19 Nocturne Boulevard, 4 March 2012
One of the pleasures of being a reviewer is to discover, quite by
chance, that you're reviewing the kind of material that you've already reviewed before - and favourably, as well.
This was certainly the case with Julie Hoverson's Puppets - a grisly
piece set in the aftermath of the Great War, involving a group of expatriate British ex-service people who took revenge
on their fellow-soldiers or officers who betrayed them, exploited them, or otherwise sold them out for self-interested
purposes. Their methods were simple yet bloody: to capture the culprits and involve them in a macabre Grand Guignol melodrama,
where the culprits themselves became the victims. There are some particularly grisly moments in the ensuing action, where
director Hoverson's combination of music and sound-effects achieve an emotional effect far more powerful than on the cinema
or television screen (for instance).
Puppets bears strong links to melodramas of similar subject-matter; not
only the Grand Guignol works of the late nineteenth and early twentieth centuries, but to films such as Theatre of Blood
(1973), where Vincent Price (as a failed actor) takes revenge on those critics who have destroyed his career by killing them
in Shakespearean ways. One victim has his head sawn off, another chokes on a pastie made from his pet dogs, and so on.

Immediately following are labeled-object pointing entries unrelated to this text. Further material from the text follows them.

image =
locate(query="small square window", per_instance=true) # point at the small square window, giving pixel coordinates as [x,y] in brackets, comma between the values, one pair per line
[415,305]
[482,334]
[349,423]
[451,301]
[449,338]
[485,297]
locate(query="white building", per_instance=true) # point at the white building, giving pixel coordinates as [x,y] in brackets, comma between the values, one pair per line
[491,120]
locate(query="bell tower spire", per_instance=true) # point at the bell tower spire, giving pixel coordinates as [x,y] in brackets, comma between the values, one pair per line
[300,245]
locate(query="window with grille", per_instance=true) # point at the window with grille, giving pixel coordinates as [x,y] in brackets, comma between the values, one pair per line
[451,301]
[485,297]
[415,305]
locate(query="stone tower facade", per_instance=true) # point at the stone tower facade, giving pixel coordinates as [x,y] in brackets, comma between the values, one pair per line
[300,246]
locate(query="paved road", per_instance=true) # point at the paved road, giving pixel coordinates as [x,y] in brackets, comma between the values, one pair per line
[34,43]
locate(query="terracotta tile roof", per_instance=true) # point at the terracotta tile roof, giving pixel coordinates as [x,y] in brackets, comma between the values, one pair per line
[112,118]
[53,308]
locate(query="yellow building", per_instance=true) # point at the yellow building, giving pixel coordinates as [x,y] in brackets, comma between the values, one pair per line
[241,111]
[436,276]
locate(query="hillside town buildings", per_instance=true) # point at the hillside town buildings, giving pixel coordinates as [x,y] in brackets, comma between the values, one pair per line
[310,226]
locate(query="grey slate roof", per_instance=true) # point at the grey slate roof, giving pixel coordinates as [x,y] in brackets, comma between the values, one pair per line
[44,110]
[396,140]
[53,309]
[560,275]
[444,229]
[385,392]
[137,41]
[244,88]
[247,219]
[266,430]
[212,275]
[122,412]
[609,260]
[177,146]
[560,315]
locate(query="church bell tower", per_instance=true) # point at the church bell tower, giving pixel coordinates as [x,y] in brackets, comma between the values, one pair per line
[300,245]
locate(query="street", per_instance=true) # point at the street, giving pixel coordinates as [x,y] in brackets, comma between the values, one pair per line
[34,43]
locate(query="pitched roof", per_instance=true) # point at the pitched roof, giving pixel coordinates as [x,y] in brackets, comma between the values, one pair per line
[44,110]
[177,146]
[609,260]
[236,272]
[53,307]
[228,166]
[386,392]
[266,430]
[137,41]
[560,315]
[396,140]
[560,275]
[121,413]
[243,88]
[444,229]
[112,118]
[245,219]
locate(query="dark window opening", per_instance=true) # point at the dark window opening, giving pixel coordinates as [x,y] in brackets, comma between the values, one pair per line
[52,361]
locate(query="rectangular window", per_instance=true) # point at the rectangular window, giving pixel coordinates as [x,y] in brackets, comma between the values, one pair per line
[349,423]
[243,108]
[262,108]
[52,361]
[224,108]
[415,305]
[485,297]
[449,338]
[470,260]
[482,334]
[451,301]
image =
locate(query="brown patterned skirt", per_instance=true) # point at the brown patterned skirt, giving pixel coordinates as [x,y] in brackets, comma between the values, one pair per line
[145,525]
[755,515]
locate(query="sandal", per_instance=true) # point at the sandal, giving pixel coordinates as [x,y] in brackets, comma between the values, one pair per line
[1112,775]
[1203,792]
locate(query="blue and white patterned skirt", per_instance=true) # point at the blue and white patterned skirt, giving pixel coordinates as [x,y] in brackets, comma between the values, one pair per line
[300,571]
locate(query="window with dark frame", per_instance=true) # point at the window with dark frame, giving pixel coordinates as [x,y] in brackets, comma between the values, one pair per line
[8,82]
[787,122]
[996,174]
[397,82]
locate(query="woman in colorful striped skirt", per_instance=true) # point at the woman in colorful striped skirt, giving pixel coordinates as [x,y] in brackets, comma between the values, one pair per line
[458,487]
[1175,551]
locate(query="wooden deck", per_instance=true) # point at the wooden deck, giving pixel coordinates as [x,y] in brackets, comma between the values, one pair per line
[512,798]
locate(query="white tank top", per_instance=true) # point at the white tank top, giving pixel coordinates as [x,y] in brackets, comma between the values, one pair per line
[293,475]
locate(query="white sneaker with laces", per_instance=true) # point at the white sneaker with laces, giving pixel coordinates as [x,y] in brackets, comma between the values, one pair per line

Yet here's the interesting thing about Puppets: two of the characters are
called Hand and Wilson, and are played by Richard J. Hand and Michael Wilson, two academics who wrote London's Grand Guignol
and the Theatre of Horror, an invaluable guide to the genre published by the University of Exeter Press. I loved the
book; and I loved the production likewise, on account of its exuberance as well as the convincing performances. There
is an interesting twist at the end, that subverts all our previously-held assumptions about what happened.
All credit to everyone involved; I hope to hear more plays of similar subject-matter.